[haiku] Re: Need Some GSoC Advice

  • From: "François Revol" <revol@xxxxxxx>
  • To: haiku@xxxxxxxxxxxxx
  • Date: Mon, 23 Mar 2009 23:43:52 +0100 CET

> Ankur Sethi wrote:
> > (1) Create an initial index of all the data on the disk. This takes 
> > a
> > *very* long time and consumes a large amount of CPU. Somethimes,
> > seemingly at random, Spotlight will decide to build the entire 
> > index
> > from scratch, and then there is very little you can do about it.
> This is one place where the BFS indexing shines. A userspace process
> that tries to keep an index of data on the disk needs to reindex from
> scratch every time it starts up if it wants to be absolutely sure its
> database is up-to-date. The reason is that it cannot know how much
> changed on disk while the process was not running.
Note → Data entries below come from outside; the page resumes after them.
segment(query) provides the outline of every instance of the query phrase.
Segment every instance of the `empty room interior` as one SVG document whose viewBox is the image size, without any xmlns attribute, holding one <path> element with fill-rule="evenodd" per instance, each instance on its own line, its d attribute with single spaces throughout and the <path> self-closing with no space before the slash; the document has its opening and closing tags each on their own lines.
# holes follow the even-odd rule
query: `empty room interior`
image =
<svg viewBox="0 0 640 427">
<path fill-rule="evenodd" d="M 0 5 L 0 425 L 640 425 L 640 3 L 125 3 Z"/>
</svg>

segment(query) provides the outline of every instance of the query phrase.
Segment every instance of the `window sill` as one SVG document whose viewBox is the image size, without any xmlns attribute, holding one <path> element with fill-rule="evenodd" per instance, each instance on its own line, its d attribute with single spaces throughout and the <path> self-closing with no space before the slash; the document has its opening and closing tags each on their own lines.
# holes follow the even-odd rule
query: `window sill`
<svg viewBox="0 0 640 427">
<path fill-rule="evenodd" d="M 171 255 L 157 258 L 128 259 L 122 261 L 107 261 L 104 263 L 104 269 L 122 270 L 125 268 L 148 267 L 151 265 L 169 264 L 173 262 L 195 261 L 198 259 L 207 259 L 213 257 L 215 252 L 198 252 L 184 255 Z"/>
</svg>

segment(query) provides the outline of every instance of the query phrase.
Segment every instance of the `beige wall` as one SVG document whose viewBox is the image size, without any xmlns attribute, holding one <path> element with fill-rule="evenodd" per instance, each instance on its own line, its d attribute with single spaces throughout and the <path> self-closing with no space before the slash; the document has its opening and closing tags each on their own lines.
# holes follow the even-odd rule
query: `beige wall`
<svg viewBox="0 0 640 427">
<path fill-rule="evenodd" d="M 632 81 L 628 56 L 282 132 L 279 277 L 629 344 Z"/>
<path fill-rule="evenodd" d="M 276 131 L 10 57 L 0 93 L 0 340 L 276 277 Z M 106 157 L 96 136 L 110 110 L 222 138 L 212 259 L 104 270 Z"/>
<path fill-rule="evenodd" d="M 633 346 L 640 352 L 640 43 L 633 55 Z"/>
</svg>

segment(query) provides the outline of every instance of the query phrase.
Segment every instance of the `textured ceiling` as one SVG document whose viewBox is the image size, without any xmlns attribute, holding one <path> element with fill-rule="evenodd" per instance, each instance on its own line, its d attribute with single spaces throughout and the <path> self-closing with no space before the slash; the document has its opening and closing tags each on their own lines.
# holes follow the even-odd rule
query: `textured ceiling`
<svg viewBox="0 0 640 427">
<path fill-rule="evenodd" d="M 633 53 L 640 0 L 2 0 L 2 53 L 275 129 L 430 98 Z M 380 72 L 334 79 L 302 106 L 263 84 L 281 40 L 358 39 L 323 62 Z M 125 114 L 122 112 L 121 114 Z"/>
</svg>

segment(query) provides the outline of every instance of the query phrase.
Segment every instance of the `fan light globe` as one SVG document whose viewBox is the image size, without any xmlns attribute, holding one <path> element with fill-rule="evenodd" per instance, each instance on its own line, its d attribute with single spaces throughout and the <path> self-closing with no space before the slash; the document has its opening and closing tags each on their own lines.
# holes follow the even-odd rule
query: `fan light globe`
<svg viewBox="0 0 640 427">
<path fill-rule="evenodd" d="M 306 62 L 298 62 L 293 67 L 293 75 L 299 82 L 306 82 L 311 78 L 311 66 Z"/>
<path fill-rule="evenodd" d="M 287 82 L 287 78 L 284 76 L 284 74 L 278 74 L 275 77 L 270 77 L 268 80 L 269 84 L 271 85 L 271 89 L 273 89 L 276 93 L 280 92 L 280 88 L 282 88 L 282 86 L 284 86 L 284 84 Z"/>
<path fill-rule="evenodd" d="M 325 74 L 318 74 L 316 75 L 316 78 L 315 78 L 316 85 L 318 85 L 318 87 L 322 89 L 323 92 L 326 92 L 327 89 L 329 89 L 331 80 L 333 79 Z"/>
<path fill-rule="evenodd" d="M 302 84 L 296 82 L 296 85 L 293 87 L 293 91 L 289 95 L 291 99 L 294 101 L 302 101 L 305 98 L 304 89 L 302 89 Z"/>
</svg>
BFS does not have
> this problem because, obviously, no attributes can ever be written
> without BFS noticing.

The problem is BFS cannot index string attributes larger than 255 
bytes; so this cannot be used for full content indexing.

Now, I don't see full content indexing as really mandatory. I believe 
well weighted keyword extraction should be enough (there is already a 
META:keyw attribute defined somewhere, for People files IIRC).

A "spotlight" like app would then just start several queries at once 
and merge relevant results.

> It would be interesting if a plugin based extractor could be 
> triggered
> from BFS. It doesn't have to run in kernel space; just spawn a
> userspace process, read a simple key-value format from its stdout, 
> and
> set the attributes.

As I said, extending Translation kit addons could be an easy first 

registrar would spawn an indexer app when new files appear.

> There would still be a problem with attributes getting out-of-date
> when extractor plugins change. The extractor could solve this by
> making a query for existing files with the mime-types handled by the
> changed plugins, and update the attributes on those.

Another problem is when someone manually fixes the attributes (cause 
they are wrong, or to add more info), reindexing them would loose the 
This could be handled with a last_indexed date attribute compared to 
the last_modified one maybe.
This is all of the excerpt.